Se status did not have a large effect on 75Se recovery, distribution, or retention for any of the compounds tested (Figure 1). At 1 h, 75 to 50% of the injected 75Se was recovered in blood, liver, kidney, heart, muscle, and testes of these male rats, regardless of the form of Se. Selenite and GSSeSG recoveries were slightly higher than for SeBetaine, selenate, and SeMet at 1 h. By 72 h, total retention in these tissues ranged from 50 to 25% when injected into 0 and 0.2 μg Se/g diet rats, but <20% for rats fed 2 μg Se/g. At 72 h, total retention in rats fed 5 μg Se/g as selenite was 11%. 75Se recovery from SeMet was only determined in rats fed 0.2 μg Se/g, but appeared higher than for the other forms. For the other four Se compounds, the recoveries at 72 h in rats fed 0.2 vs. 0 μg Se/g were only marginally reduced, as compared to the decrease in dietary Se concentration, suggesting that the relative flux of Se in rats fed 0.2 μg Se/g was little altered as compared to rats fed the Se-deficient diet.

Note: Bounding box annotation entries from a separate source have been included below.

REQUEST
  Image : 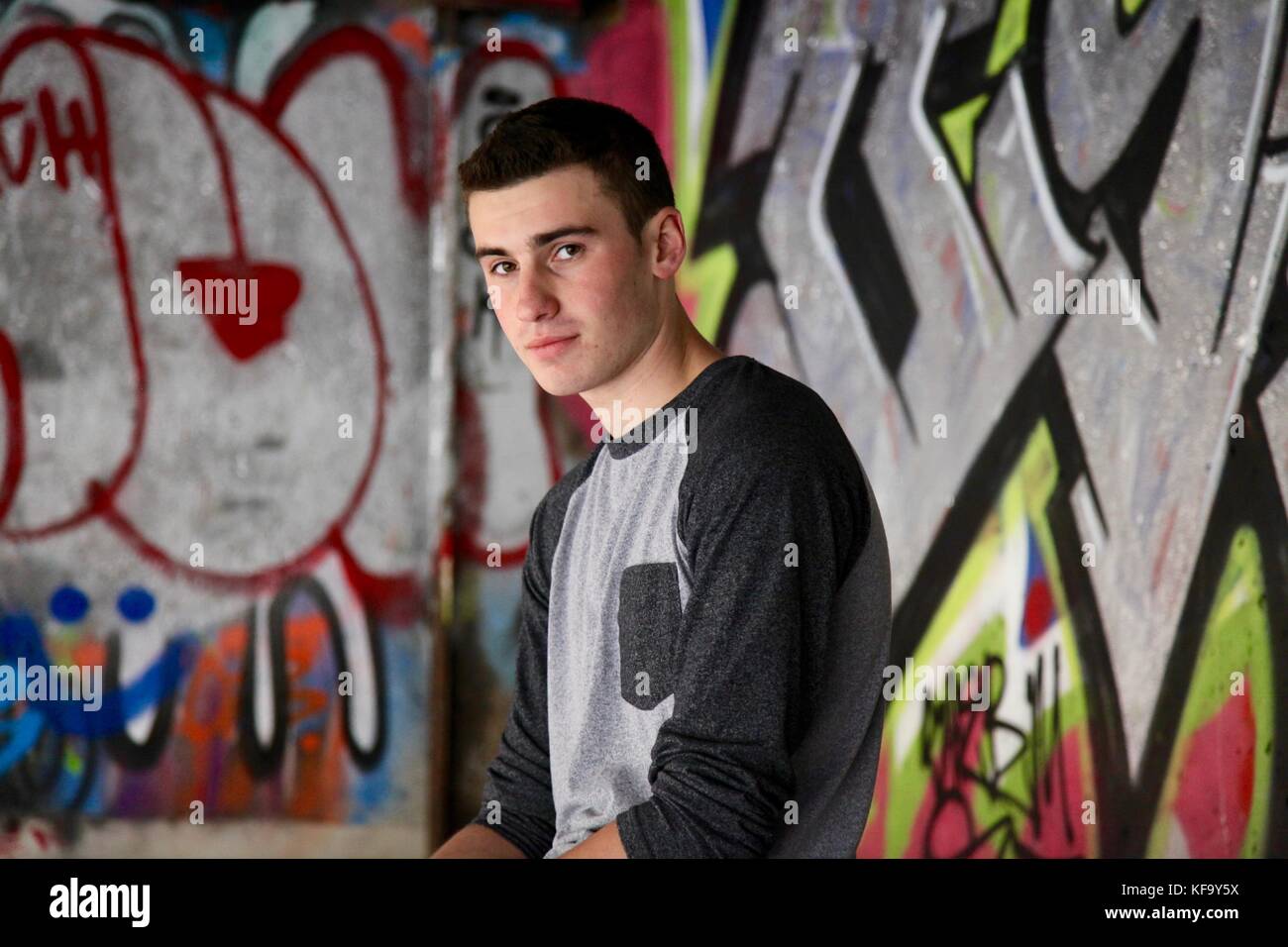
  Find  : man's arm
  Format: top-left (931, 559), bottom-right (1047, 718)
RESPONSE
top-left (439, 493), bottom-right (562, 858)
top-left (430, 822), bottom-right (527, 858)
top-left (559, 819), bottom-right (630, 858)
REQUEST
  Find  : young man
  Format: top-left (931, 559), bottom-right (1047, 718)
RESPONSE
top-left (434, 98), bottom-right (890, 858)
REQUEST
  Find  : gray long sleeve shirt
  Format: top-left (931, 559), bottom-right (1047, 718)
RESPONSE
top-left (473, 356), bottom-right (890, 858)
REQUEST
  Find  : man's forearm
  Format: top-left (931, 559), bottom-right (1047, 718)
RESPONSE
top-left (430, 823), bottom-right (527, 858)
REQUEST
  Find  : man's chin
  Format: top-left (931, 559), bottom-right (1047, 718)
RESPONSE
top-left (532, 371), bottom-right (581, 398)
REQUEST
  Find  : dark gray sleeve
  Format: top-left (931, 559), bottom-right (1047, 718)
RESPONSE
top-left (617, 401), bottom-right (868, 858)
top-left (472, 494), bottom-right (558, 858)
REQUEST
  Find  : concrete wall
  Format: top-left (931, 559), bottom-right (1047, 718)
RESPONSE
top-left (0, 0), bottom-right (1288, 857)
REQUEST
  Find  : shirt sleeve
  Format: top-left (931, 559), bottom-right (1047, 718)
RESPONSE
top-left (617, 417), bottom-right (866, 858)
top-left (472, 498), bottom-right (555, 858)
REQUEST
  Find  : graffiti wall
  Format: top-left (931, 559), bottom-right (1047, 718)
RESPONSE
top-left (437, 0), bottom-right (1288, 857)
top-left (0, 3), bottom-right (450, 854)
top-left (0, 0), bottom-right (1288, 857)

Recovery of injected 75Se in six tissues are shown in Figure 2. Plasma 75Se retention was calculated based on a blood volume of 8% of total body weight and fraction of blood as plasma (26). At 1 h, 20% of the injected 75Se was found in plasma in rats fed the Se-deficient diet. Supplemental dietary Se at 0.2 and 2 μg Se/g diet progressively deceased the recovered 75Se in plasma. By 72 h, plasma retained ~10% of the [75Se]selenite in rats fed both 0 and 0.2 μg Se/g diet, but this was decreased to 5% with 2 μg Se/g diet. At 72 h, approximately half as much injected 75Se was retained for the other selenocompounds as compared to selenite.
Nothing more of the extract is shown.